Everyone is called to serve and not to be the greatest but to be a living witness to God’s enormous love for us. We are now on the second week of lent and we are still reminded to be God’s arm in helping and serving everyone around us. It is life that Christ called us to live, it is the life that Pope Francis kept on reminding us. It is not just a call but a way of life.
On the second week of lent, we are reminded to be always available, to give to those in need and to share what we have. Sharing is not limited to the material wealth we can give. Material wealth are just manifestations of God’s grace and they are the most tangible thing we can give. However, there is much more to wealth.
The season of lent also calls us to make personal sacrifices, to give up something as a reminder of how blessed we are. It is not deprivation but more of being able to let go of the simple pleasure for others. It may be a simple act of letting go of some comforts that we have in life in order to detach ourselves from them.
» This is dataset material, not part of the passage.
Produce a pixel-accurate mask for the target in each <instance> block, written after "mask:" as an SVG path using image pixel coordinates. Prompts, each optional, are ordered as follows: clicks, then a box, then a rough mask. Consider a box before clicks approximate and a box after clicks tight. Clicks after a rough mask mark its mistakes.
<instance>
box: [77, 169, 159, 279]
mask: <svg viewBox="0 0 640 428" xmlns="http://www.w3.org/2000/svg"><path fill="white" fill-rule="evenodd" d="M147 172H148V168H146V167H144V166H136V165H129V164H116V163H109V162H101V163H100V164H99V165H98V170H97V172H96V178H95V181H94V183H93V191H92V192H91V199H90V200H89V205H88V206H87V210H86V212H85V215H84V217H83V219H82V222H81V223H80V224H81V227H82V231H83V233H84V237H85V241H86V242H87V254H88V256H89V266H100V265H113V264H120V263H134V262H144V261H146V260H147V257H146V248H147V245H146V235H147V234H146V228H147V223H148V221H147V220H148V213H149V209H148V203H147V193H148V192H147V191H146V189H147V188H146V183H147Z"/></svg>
The small sacrifices that we give up, which in turn become our acts of mercy to those in need should help us develop a deeper sense of self, and more so, our deeper relationship with God. We ought to give up these small sacrifices for a better understanding of God’s call.
My seminary formation continually helps me realize all of these and God continues to deepen these through the different experiences I have. It is through the grace of God that I am able to move on and continue despite the many struggles that I have. It is through His sacrifice that I see the deeper meaning of what it means to be a servant.
Christ did not choose to die on the cross to be recognized. Christ chose to die on the cross to remind me of how much love He has for me, for all of us. It is in this sacrifice that He made me understand that loving is not just a physical act.
The season also is a reminder for us to reflect and repent. During the imposition of the ashes last Ash Wednesday, we were reminded to “turn away from our sins and believe in the Gospel” a reminder to go back to the fold and to the loving arms of God. Our Lenten experience should help us deepen our love for God. It should help us understand that every Lent is an encounter and a deepening experience. An invitation for us to grow more and more from the last experiences of Lent.
Let us continue to ask God to help us have a deeper relationship with Him not only during this season of Lent but also throughout our life. Let us ask Him to make this experience our way of life.